Well the reason i said that was because, In my experience, mashing never works. Like ever. So went people say that games are mashfests, i'm confused and wondering what games they are playing because i never seen mashing work. Second was the memorisation of long combos. While combos are inportant in most fighting games. Very few games are long combo fests. Take Soul calibur V AND SF4. The combos in those games are rarely longer than 4-5 hits. Anything more are flashy non-optimal combos for swag. While there are games like blazblue and UMVC3 who are combo heavy, most games aren't.TheVampwizimp said:Yeah, it's not about any particular game ruining the genre. It's that you eventually to get to the point where you've played enough fighting games that they start to look the same. The thing about fighters is that they all operate on one basic mechanic: press a button, character attacks. There is nothing else to them, or else they wouldn't be fighting games.

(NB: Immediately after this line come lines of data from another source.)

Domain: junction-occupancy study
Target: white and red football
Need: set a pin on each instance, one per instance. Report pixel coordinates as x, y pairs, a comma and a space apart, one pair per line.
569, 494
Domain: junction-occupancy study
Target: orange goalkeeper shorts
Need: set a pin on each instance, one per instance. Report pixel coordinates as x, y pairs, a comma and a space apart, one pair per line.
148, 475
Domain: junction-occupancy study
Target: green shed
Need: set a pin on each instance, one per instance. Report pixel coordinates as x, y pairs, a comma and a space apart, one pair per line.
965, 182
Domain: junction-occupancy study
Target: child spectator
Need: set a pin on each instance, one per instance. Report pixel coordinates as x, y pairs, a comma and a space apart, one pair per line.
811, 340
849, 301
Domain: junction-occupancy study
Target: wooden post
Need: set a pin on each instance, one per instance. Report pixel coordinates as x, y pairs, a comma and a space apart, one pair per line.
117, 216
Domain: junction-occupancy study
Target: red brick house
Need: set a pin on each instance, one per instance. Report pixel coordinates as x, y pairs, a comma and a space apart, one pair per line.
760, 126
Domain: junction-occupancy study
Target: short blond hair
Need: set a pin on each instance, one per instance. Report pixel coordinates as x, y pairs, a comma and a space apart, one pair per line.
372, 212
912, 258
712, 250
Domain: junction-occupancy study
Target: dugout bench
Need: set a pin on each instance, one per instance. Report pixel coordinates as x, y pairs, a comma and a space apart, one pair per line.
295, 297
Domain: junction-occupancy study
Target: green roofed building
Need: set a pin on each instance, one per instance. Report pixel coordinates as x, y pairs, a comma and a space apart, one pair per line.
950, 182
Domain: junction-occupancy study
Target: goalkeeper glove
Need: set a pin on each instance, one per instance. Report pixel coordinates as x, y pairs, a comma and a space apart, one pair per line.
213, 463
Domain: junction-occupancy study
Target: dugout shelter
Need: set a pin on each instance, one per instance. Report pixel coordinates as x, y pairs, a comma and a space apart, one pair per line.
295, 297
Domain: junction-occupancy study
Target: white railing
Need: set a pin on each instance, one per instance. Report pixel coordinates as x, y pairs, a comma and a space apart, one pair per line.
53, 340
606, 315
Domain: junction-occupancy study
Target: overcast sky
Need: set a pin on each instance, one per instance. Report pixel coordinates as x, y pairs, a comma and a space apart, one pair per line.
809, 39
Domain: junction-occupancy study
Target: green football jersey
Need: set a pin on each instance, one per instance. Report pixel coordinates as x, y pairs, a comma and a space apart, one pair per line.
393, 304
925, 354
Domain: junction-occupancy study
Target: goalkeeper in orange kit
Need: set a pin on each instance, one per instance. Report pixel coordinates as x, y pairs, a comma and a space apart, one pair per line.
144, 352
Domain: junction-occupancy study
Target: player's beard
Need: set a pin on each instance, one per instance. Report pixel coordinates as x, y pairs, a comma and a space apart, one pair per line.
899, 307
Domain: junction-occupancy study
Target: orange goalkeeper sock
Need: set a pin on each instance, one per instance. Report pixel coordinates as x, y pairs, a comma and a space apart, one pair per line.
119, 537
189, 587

Secondly, the only way to compete at anything beyond party game level is to invest just absurd amounts of time into them. Just learning one character in one game well enough to play online takes days, even weeks. It's REALLY not worth the time when there are so many other games that offer more complex and variable experiences.
That being said. To paraphrase Destiny, i could tell you how fighting games are complex and viariable experiences ,but i won't. Out of curiosity, what was the last fighting game you played?